在JavaScript中计算关键字的最佳和最有效的方法是什么?基本上,我想取一个字符串并获取字符串中出现的前N个单词或短语,主要是为了使用建议标签。我正在寻找更多的概念提示或现实生活中的实际代码链接,但我当然不介意你也想分享代码。如果有特定功能可以提供帮助,我也会感激不尽。
现在我想我正在使用split()函数用空格分隔字符串,然后用正则表达式清除标点符号。我也希望它不区分大小写。
答案 0 :(得分:4)
一旦你清理了这一系列的单词,让我们称之为wordArray:
var keywordRegistry = {};
for(var i = 0; i < wordArray.length; i++) {
if(keywordRegistry.hasOwnProperty(wordArray[i]) == false) {
keywordRegistry[wordArray[i]] = 0;
}
keywordRegistry[wordArray[i]] = keywordRegistry[wordArray[i]] + 1;
}
// now keywordRegistry will have, as properties, all of the
// words in your word array with their respective counts
// this will alert (choose something better than alert) all words and their counts
for(var keyword in keywordRegistry) {
alert("The keyword '" + keyword + "' occurred " + keywordRegistry[keyword] + " times");
}
这应该为您提供完成这部分工作的基础知识。
答案 1 :(得分:4)
剪切,粘贴+执行演示:
var text = "Text to be examined to determine which n words are used the most";
// Find 'em!
var wordRegExp = /\w+(?:'\w{1,2})?/g;
var words = {};
var matches;
while ((matches = wordRegExp.exec(text)) != null)
{
var word = matches[0].toLowerCase();
if (typeof words[word] == "undefined")
{
words[word] = 1;
}
else
{
words[word]++;
}
}
// Sort 'em!
var wordList = [];
for (var word in words)
{
if (words.hasOwnProperty(word))
{
wordList.push([word, words[word]]);
}
}
wordList.sort(function(a, b) { return b[1] - a[1]; });
// Come back any time, straaanger!
var n = 10;
var message = ["The top " + n + " words are:"];
for (var i = 0; i < n; i++)
{
message.push(wordList[i][0] + " - " + wordList[i][1] + " occurance" +
(wordList[i][1] == 1 ? "" : "s"));
}
alert(message.join("\n"));
可重复使用的功能:
function getTopNWords(text, n)
{
var wordRegExp = /\w+(?:'\w{1,2})?/g;
var words = {};
var matches;
while ((matches = wordRegExp.exec(text)) != null)
{
var word = matches[0].toLowerCase();
if (typeof words[word] == "undefined")
{
words[word] = 1;
}
else
{
words[word]++;
}
}
var wordList = [];
for (var word in words)
{
if (words.hasOwnProperty(word))
{
wordList.push([word, words[word]]);
}
}
wordList.sort(function(a, b) { return b[1] - a[1]; });
var topWords = [];
for (var i = 0; i < n; i++)
{
topWords.push(wordList[i][0]);
}
return topWords;
}
答案 2 :(得分:1)
尝试将字符串拆分为单词并计算生成的单词,然后对计数进行排序。
答案 3 :(得分:1)
这建立在 insin 之前的答案的基础上,只有一个循环:
function top_words(text, n) {
// Split text on non word characters
var words = text.toLowerCase().split(/\W+/)

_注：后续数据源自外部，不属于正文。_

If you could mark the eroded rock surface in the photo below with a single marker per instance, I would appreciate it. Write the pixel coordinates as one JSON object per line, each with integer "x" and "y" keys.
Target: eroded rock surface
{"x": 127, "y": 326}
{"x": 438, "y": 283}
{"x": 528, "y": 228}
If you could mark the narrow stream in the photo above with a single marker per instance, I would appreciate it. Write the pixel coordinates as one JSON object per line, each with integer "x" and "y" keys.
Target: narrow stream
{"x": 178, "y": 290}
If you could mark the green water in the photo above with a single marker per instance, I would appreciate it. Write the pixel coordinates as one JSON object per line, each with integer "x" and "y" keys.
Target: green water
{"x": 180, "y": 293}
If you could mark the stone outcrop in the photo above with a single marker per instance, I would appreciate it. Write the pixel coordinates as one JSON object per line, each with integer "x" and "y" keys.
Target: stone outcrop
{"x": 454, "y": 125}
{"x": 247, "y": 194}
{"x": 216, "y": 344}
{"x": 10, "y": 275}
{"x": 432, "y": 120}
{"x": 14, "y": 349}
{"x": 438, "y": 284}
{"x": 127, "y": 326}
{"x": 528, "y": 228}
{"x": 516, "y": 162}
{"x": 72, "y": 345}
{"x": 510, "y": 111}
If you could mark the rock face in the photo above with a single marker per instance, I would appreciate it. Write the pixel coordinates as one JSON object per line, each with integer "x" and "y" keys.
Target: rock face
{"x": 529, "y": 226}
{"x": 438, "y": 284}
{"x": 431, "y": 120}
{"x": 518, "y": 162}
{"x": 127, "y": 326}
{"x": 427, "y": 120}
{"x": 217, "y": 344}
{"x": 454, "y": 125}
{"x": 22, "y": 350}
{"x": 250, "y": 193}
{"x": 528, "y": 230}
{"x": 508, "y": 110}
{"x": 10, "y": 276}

var positions = new Array()
var word_counts = new Array()
for (var i=0; i<words.length; i++) {
var word = words[i]
if (!word) {
continue
}
if (typeof positions[word] == 'undefined') {
positions[word] = word_counts.length
word_counts.push([word, 1])
} else {
word_counts[positions[word]][1]++
}
}
// Put most frequent words at the beginning.
word_counts.sort(function (a, b) {return b[1] - a[1]})
// Return the first n items
return word_counts.slice(0, n)
}
// Let's see if it works.
var text = "Words in here are repeated. Are repeated, repeated!"
alert(top_words(text, 3))
示例的结果是:[['repeated',3], ['are',2], ['words', 1]]
答案 4 :(得分:-1)
我会完全按照你上面提到的来隔离每个单词。然后,我可能会将每个单词添加为数组的索引,并将出现次数作为值。
例如:
var a = new Array;
a[word] = a[word]?a[word]+1:1;
现在您知道有多少独特单词(a.length)以及每个单词出现的次数([word])。